O Poder Judiciário tem reforçado o movimento de manutenção de decisões de tribunais de arbitragem. Segundo um levantamento feito pelo Anuário da Justiça, 79% das sentenças arbitrais questionadas na Justiça foram mantidas diante de 21% que acabaram anuladas.
A pesquisa se concentrou em casos que ocorreram de setembro de 2024 e agosto de 2025.
O presidente da Comissão de Arbitragem da Ordem dos Advogados do Brasil em São Paulo (OAB SP), Paulo Guilherme de Mendonça Lopes, afirmou à Broadcast que a pesquisa mostra que a arbitragem tem sido muito bem feita no Brasil. “Isso realmente é um fortalecimento da arbitragem. Não tenho dúvida de que, se as sentenças arbitrais desrespeitassem a Lei de Arbitragem, o tribunal estatal não se negaria a anulálas.”
A Lei da Arbitragem, em seu artigo 32, prevê as hipóteses em que a sentença arbitral é nula. Para Lopes, “os tribunais estatais têm seguido à risca a lei”.

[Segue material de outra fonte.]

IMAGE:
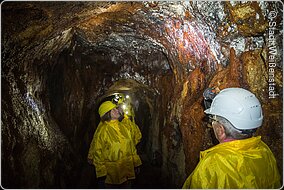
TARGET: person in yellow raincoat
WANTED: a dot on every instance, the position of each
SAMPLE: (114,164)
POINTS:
(113,148)
(239,160)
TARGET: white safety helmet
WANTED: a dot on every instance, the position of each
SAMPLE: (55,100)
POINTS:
(238,106)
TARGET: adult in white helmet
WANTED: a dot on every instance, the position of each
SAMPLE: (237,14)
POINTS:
(239,160)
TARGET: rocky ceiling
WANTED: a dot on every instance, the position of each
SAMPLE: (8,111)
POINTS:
(59,60)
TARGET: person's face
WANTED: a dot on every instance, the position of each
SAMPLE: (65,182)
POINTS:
(117,113)
(219,130)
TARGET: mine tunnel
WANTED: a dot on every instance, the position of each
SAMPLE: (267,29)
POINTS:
(60,60)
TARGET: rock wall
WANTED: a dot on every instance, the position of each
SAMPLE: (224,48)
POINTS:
(60,59)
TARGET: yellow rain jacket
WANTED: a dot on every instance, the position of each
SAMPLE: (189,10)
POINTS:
(113,150)
(237,164)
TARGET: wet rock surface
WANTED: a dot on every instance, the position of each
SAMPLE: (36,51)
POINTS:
(61,59)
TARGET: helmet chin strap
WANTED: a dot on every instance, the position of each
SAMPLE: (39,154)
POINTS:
(208,94)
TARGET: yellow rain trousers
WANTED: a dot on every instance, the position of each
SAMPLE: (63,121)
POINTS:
(113,150)
(244,164)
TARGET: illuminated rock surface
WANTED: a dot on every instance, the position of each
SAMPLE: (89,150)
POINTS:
(60,59)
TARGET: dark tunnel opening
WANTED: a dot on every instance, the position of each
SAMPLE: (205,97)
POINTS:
(75,91)
(60,60)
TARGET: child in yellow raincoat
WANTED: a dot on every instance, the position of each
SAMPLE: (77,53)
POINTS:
(113,148)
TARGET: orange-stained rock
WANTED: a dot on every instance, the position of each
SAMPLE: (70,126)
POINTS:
(248,17)
(229,76)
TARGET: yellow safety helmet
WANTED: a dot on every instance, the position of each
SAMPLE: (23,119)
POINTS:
(106,107)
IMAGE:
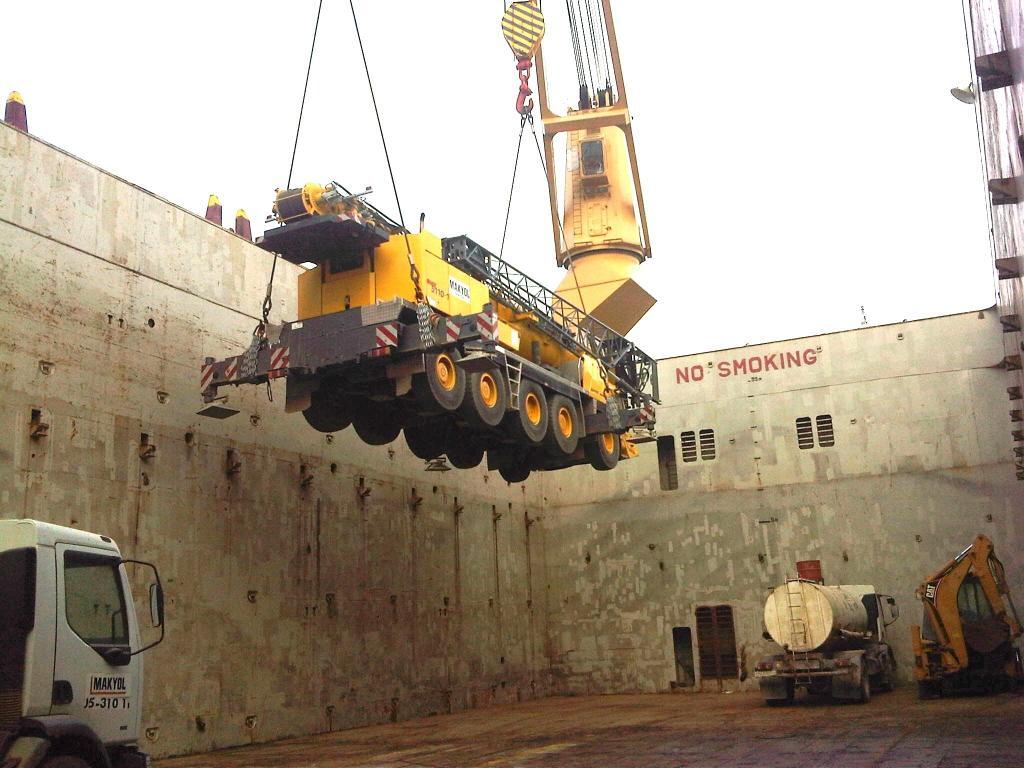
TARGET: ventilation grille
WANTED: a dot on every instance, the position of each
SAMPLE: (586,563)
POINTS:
(805,432)
(689,444)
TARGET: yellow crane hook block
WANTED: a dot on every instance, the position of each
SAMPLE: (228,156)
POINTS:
(522,25)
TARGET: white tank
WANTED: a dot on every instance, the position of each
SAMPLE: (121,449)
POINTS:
(805,615)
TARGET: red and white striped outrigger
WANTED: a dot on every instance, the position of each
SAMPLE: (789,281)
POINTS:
(321,345)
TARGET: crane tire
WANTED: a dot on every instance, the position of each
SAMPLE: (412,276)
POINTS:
(464,451)
(485,400)
(529,423)
(441,386)
(426,438)
(327,413)
(377,423)
(602,451)
(65,761)
(563,425)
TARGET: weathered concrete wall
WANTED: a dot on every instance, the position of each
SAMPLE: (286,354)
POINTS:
(298,604)
(919,467)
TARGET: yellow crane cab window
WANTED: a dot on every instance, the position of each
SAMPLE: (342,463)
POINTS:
(344,262)
(592,158)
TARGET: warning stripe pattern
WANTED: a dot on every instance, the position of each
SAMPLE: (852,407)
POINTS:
(280,357)
(387,335)
(522,26)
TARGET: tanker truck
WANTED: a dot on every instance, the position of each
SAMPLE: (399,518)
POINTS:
(833,639)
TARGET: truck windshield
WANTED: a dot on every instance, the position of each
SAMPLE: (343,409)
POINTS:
(93,598)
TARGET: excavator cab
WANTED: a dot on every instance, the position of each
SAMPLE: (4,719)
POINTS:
(967,638)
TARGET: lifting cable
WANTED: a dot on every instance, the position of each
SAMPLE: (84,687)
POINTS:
(414,271)
(515,168)
(259,340)
(305,88)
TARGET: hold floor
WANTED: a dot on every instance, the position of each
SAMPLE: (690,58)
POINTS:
(669,731)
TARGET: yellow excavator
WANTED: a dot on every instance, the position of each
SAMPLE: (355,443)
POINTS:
(967,640)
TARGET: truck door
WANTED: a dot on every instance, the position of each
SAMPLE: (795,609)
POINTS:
(95,616)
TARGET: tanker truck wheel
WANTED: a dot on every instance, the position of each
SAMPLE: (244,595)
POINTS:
(328,413)
(376,423)
(602,451)
(441,386)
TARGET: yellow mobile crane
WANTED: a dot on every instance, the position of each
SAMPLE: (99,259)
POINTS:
(967,640)
(444,341)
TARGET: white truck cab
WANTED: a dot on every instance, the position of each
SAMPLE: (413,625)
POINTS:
(71,670)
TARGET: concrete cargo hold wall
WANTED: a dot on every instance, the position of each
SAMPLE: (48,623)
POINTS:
(914,463)
(295,605)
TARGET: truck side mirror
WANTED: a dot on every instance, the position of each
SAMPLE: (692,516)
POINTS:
(157,604)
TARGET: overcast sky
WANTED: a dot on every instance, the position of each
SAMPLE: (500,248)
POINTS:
(800,160)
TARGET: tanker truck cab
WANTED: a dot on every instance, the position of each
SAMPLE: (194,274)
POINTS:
(71,665)
(834,641)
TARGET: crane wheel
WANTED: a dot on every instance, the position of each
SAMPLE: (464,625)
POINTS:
(463,450)
(529,423)
(602,451)
(485,400)
(328,413)
(377,423)
(563,425)
(441,386)
(426,439)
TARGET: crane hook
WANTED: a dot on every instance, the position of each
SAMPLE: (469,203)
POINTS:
(524,104)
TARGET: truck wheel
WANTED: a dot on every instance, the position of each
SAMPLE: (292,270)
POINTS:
(441,386)
(327,414)
(464,450)
(602,451)
(485,399)
(376,423)
(426,439)
(563,424)
(529,423)
(65,761)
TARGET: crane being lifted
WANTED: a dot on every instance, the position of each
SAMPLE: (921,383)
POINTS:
(444,341)
(967,638)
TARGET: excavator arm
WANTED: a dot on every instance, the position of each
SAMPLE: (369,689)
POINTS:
(968,615)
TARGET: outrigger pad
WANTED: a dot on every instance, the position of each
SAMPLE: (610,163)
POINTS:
(320,238)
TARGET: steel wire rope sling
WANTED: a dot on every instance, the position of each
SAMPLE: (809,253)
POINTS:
(259,340)
(523,27)
(423,314)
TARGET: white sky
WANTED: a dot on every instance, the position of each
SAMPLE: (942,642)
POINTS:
(799,159)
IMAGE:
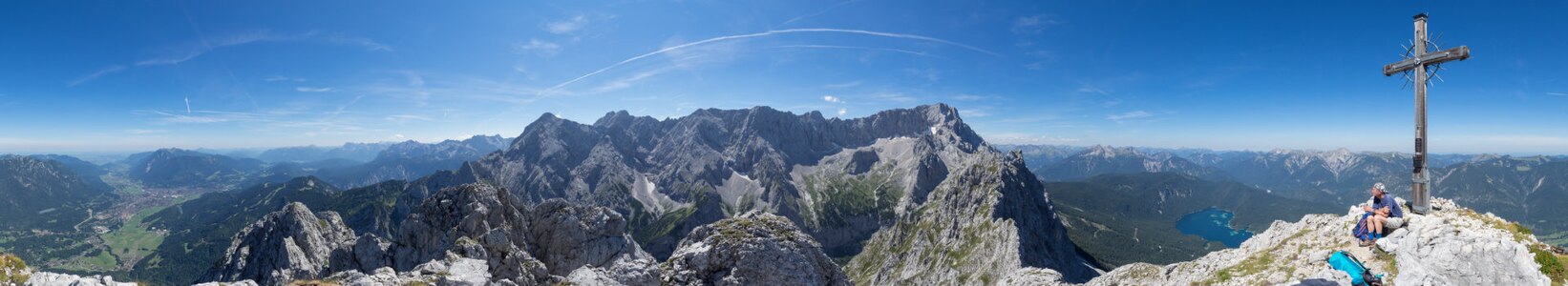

O levantamento identificou 106 decisões arbitrais que julgaram o mérito. Delas, 84 foram mantidas pela Justiça e apenas 22 foram anuladas. Segundo a pesquisa, as decisões que mantiveram as sentenças arbitrais entenderam que a Lei da Arbitragem é taxativa e que não cabe ao Judiciário reexaminar o mérito dessas decisões.
Já no caso daquelas que foram anuladas, algumas decisões judiciais consideram que houve “ausência de cláusula compromissória e vício de consentimento”. Isso ocorre quando uma das partes concordou com o procedimento arbitral sob coação ou sem plena consciência.